Tipsarevic, the tennis player who read "too much" (Feature)
By Sebastian Fest Mar 4, 2009, 15:33 GMT
Benidorm, Spain - Reading a lot can be dangerous, and being too smart can lead a person to unhappiness: that is why Serb tennis player-cum-intellectual Janko Tipsarevic hit the brakes.
'I realized that I was reading too much, starting to doubt myself, life, my profession and tennis. I stopped a bit,' Tipsarevic told Deutsche Presse-Agentur dpa in an interview ahead of the Davis Cup tie against Spain from Friday.
'Beauty will save the world,' says a tattoo on Tipsarevic's left arm. The phrase from Russian author Fyodor Dostoevsky and a notable match that he lost 10-8 in the fifth set to Roger Federer in the 2008 Australian Open have made the Serb player famous.
However, Tipsarevic, 24, wants to stop, he wants to be considered as a tennis player, as a man who might surprise Rafael Nadal and his team-mates in the Davis Cup tie, and not as the sport's 'intellectual' for reading philosophy books.
'That was a time in my life in which I was really crazy over reading books. I still read many, but not quite that many. I think everything grew a lot as well because of the tattoo I have, which holds an attractive phrase and it's a story that can sound good,' he said in the eastern Spanish Mediterranean resort town of Benidorm.
'But I don't want to make a big fuss of this or say that I am so deep, or a philosopher. That is a part of my life, something I like doing, like others like Play Station.'
That is precisely the key. The world of sport is generally not that much into reading, and appears a lot more inclined to playing Play Station.

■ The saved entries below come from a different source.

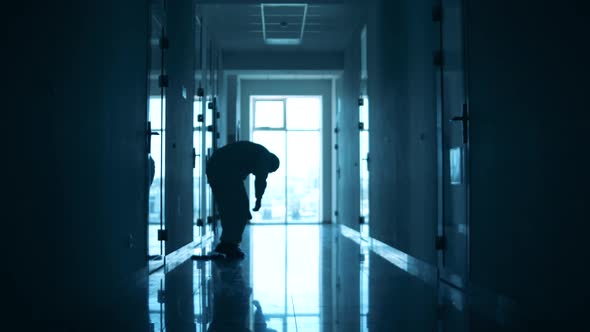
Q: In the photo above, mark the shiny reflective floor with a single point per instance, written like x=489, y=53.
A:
x=305, y=278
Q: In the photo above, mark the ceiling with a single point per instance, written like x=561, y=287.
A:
x=281, y=27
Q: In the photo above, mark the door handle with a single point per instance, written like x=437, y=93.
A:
x=464, y=118
x=149, y=133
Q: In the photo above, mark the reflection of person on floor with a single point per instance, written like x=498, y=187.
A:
x=227, y=169
x=151, y=170
x=231, y=301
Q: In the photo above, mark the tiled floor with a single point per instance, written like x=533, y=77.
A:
x=303, y=278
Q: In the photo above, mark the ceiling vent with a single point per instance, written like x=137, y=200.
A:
x=283, y=24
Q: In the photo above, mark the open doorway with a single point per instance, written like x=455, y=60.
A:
x=290, y=127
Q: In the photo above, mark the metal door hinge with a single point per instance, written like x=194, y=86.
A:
x=164, y=43
x=194, y=158
x=440, y=243
x=161, y=296
x=440, y=311
x=464, y=118
x=437, y=59
x=162, y=235
x=163, y=81
x=149, y=134
x=437, y=13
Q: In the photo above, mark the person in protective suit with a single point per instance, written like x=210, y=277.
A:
x=226, y=171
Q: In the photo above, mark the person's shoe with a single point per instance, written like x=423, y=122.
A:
x=230, y=250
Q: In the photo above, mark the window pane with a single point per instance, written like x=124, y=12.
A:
x=268, y=114
x=303, y=177
x=273, y=201
x=155, y=113
x=304, y=113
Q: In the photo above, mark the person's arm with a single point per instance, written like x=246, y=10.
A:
x=259, y=188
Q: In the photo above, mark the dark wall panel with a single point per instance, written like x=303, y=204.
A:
x=401, y=38
x=179, y=117
x=77, y=165
x=529, y=168
x=348, y=136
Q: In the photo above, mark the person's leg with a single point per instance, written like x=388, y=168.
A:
x=233, y=205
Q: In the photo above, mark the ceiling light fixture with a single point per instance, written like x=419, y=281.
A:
x=283, y=24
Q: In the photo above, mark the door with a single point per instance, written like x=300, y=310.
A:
x=454, y=241
x=156, y=136
x=289, y=126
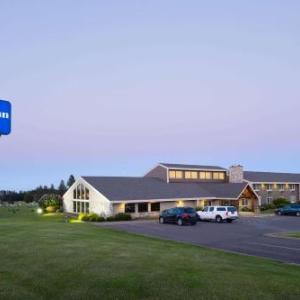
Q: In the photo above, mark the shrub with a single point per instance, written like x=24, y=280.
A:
x=246, y=209
x=50, y=200
x=280, y=202
x=119, y=217
x=199, y=208
x=51, y=209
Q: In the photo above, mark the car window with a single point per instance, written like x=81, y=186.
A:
x=221, y=209
x=231, y=209
x=189, y=210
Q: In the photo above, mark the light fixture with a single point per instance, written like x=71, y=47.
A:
x=39, y=210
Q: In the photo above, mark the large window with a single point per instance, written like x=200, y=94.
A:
x=129, y=208
x=176, y=174
x=292, y=187
x=208, y=175
x=155, y=206
x=81, y=207
x=218, y=176
x=202, y=175
x=143, y=207
x=191, y=175
x=81, y=192
x=269, y=187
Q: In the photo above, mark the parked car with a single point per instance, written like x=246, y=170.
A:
x=291, y=210
x=218, y=213
x=179, y=215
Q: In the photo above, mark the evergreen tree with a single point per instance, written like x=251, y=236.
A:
x=71, y=180
x=62, y=187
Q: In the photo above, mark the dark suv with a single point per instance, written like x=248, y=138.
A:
x=291, y=209
x=179, y=215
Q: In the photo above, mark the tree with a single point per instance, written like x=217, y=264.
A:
x=71, y=180
x=62, y=187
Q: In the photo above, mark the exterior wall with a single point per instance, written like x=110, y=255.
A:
x=198, y=179
x=236, y=174
x=292, y=196
x=158, y=172
x=98, y=203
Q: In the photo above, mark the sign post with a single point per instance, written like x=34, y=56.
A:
x=5, y=117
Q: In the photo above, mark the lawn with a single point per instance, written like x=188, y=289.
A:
x=42, y=257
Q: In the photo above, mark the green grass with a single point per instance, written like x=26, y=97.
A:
x=42, y=257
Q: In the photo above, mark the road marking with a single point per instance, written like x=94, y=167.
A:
x=275, y=246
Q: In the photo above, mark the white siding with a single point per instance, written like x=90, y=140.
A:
x=98, y=203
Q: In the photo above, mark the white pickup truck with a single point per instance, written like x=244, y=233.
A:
x=218, y=213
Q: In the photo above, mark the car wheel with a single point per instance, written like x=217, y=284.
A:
x=161, y=220
x=219, y=219
x=179, y=222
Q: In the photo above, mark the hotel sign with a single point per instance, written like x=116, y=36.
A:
x=5, y=117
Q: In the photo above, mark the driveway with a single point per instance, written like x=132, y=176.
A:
x=247, y=235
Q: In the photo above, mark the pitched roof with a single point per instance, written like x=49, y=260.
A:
x=191, y=167
x=271, y=177
x=147, y=188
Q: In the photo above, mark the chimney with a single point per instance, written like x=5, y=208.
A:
x=236, y=174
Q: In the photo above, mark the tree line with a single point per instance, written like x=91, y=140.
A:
x=37, y=193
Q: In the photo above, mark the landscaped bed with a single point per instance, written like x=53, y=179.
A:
x=43, y=257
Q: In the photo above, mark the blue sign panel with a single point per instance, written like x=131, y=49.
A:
x=5, y=117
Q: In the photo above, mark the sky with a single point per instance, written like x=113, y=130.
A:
x=113, y=87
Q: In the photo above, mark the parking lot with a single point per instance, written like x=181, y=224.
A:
x=248, y=235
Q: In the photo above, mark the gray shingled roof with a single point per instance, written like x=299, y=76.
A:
x=146, y=188
x=190, y=167
x=271, y=177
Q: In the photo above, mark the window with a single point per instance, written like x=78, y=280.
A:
x=81, y=207
x=176, y=174
x=143, y=207
x=172, y=174
x=129, y=208
x=221, y=209
x=202, y=175
x=245, y=202
x=207, y=175
x=269, y=200
x=256, y=187
x=155, y=206
x=189, y=210
x=194, y=175
x=216, y=175
x=221, y=175
x=269, y=187
x=190, y=175
x=80, y=192
x=292, y=187
x=187, y=175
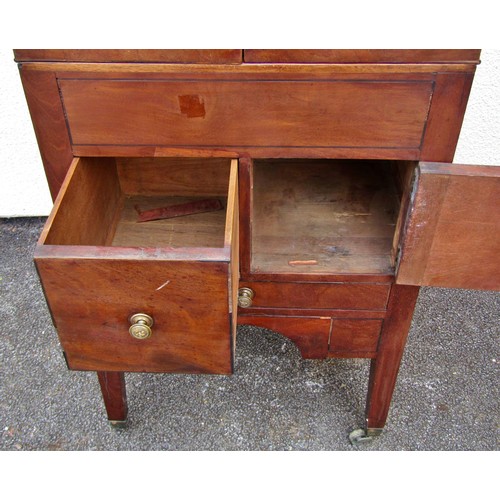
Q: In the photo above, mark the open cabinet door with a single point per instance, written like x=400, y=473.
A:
x=451, y=236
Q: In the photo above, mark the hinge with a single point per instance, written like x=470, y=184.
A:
x=409, y=209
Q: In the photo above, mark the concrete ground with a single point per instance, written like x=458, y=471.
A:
x=447, y=395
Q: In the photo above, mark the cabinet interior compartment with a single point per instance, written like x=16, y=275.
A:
x=326, y=216
x=104, y=196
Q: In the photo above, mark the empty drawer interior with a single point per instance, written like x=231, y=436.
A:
x=325, y=216
x=143, y=202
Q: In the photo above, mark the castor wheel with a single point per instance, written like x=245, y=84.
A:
x=118, y=424
x=360, y=436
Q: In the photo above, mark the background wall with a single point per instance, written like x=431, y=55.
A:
x=24, y=191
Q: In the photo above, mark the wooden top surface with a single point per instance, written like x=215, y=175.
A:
x=236, y=56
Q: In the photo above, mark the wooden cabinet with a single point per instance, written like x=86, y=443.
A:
x=327, y=198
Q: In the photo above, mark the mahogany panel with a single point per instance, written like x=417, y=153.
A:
x=361, y=56
x=354, y=336
x=265, y=114
x=47, y=115
x=174, y=176
x=310, y=335
x=446, y=115
x=452, y=235
x=87, y=205
x=91, y=301
x=319, y=295
x=210, y=56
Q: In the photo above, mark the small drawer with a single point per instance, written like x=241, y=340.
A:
x=99, y=266
x=371, y=296
x=354, y=337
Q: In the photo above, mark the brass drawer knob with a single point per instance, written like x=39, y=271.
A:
x=245, y=296
x=141, y=326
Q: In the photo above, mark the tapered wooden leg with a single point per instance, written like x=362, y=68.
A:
x=385, y=367
x=114, y=395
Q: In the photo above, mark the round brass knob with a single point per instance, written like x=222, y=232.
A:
x=245, y=296
x=140, y=326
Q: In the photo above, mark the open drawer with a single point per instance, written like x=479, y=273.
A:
x=100, y=266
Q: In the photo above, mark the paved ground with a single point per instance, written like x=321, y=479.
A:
x=447, y=397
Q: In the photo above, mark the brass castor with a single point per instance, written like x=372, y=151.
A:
x=360, y=436
x=118, y=424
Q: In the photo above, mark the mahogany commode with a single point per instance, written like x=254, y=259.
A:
x=332, y=199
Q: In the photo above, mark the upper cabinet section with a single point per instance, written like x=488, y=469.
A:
x=365, y=56
x=187, y=56
x=237, y=56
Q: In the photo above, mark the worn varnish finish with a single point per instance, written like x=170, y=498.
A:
x=452, y=237
x=103, y=289
x=219, y=113
x=334, y=249
x=217, y=56
x=319, y=295
x=361, y=56
x=321, y=217
x=47, y=115
x=309, y=334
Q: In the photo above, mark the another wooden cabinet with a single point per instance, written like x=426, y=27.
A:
x=331, y=200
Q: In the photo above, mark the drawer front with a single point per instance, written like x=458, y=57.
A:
x=354, y=337
x=92, y=300
x=246, y=114
x=318, y=295
x=99, y=265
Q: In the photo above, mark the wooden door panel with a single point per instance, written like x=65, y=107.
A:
x=452, y=233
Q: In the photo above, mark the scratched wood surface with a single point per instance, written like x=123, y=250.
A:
x=212, y=56
x=266, y=114
x=91, y=301
x=340, y=215
x=452, y=237
x=361, y=55
x=269, y=295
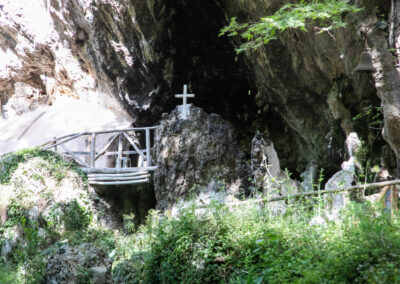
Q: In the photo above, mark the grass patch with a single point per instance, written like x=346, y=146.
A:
x=248, y=245
x=55, y=164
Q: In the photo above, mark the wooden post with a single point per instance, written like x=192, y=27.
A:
x=93, y=150
x=148, y=156
x=119, y=158
x=88, y=145
x=55, y=143
x=394, y=192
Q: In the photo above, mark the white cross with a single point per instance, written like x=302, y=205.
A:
x=185, y=95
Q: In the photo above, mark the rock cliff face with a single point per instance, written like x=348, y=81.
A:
x=299, y=90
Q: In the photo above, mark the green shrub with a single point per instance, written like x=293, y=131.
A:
x=248, y=245
x=55, y=164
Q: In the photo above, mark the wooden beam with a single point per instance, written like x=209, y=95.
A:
x=93, y=150
x=64, y=141
x=62, y=137
x=106, y=147
x=118, y=175
x=148, y=156
x=118, y=178
x=55, y=142
x=127, y=129
x=119, y=158
x=310, y=193
x=134, y=145
x=114, y=170
x=124, y=152
x=74, y=156
x=119, y=182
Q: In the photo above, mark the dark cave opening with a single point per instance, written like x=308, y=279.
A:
x=208, y=64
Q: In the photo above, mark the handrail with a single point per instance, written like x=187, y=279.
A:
x=91, y=145
x=308, y=193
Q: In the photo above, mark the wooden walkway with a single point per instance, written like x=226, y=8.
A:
x=122, y=158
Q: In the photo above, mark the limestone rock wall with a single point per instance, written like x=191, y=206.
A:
x=132, y=56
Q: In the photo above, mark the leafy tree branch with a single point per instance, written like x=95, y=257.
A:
x=325, y=15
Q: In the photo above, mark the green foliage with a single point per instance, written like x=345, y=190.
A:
x=325, y=15
x=10, y=274
x=247, y=245
x=56, y=166
x=76, y=216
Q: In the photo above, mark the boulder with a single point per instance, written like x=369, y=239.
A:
x=195, y=155
x=267, y=174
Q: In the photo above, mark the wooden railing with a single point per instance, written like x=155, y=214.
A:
x=114, y=137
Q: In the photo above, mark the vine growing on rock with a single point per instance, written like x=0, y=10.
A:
x=325, y=15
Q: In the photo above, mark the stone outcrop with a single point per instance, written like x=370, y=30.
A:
x=267, y=175
x=134, y=55
x=195, y=155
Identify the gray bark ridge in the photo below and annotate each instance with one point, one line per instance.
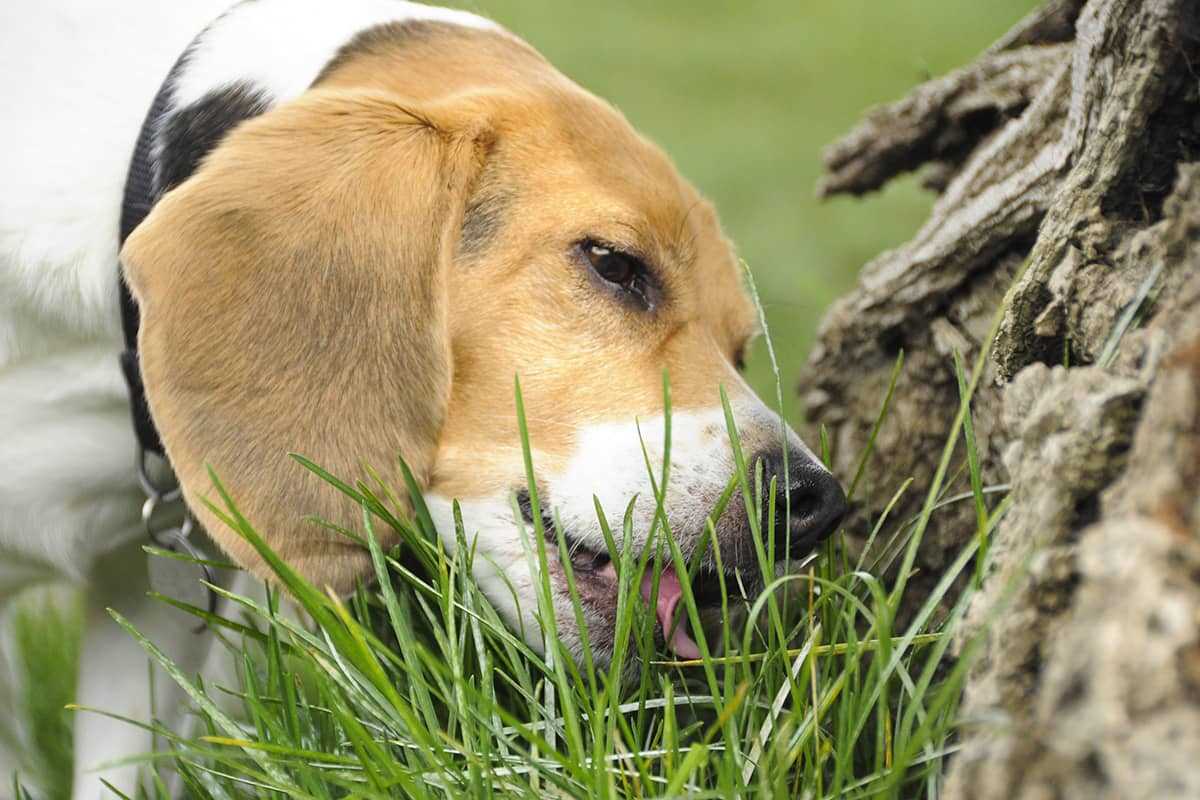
(1067, 158)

Argentine tennis legend Guillermo Vilas used to write poetry and songs in the 1970s. But decades later his compatriot Lionel Messi - arguably the best footballer in the world - admits to having read only one book in his life - Argentine football great Diego Maradona's autobiography - and says he did not even finish that.
Tipsarevic is the antithesis of Messi, even if he does not like people talking about him as 'intelligent.'
'I am trying to avoid that, people think that I am intelligent,' he says with a dreamy and yet tired smile.
Is he not?
'No, no, no. I'm not saying I'm not, I'm pretty normal. But I don't want to draw attention to myself for the rest of my life because I have a tattoo on my body.'
A fan of snowboarding and house music, Tipsarevic got into reading Friedrich Nietzsche, Immanuel Kant and other philosophers to follow the example of his mother, Vesna. The woman, a housewife, was left alone at home when her children grew up, while her husband continued to work all day.
'She graduated in law, and there was not much to do at home, so she started to read these books, which end up driving you a little mad... Yes, she suffered a bit.'
'Anyone who reads philosophy knows the word means 'the search for truth.' Many of those philosophers had painful and unpleasant lives because they searched for truth. And the truth, in most books, is nothing, it's depressing.'
'You start to wonder why you are doing this, why you pay 1,000 dollars for a plane ticket. Am I happy? All those questions.'
Tipsarevic is now sure that 'thinking too much is not the answer.'
'Of course I would not rather be stupid. But they say being stupid is a sort of blessing, because you don't know anything else, you don't want anything else and you don't need anything else.'
But it is one thing to not be stupid and another to turn reading into an addiction.
'What happened to me was that I would read the same book three, four times. I tried to read Kant, which is very difficult, and I did not understand a thing. So I read it again. And I still did not understand a thing. And I read it again, and again, and again. And I still did not understand.'
'I was taking books too seriously,' Tipsarevic explains.
'Now I am a little bit older than I was then, and I understand that you should never, ever, no matter how right the author is, read a book and completely change your life. In my opinion, you should always take small things from a book to change life, and not let the book have a 100 per cent influence on your life.'
With this new approach, Tipsarevic is set to stand by talented compatriot Novak Djokovic and others as Serbia face Spain in the Davis Cup later this week.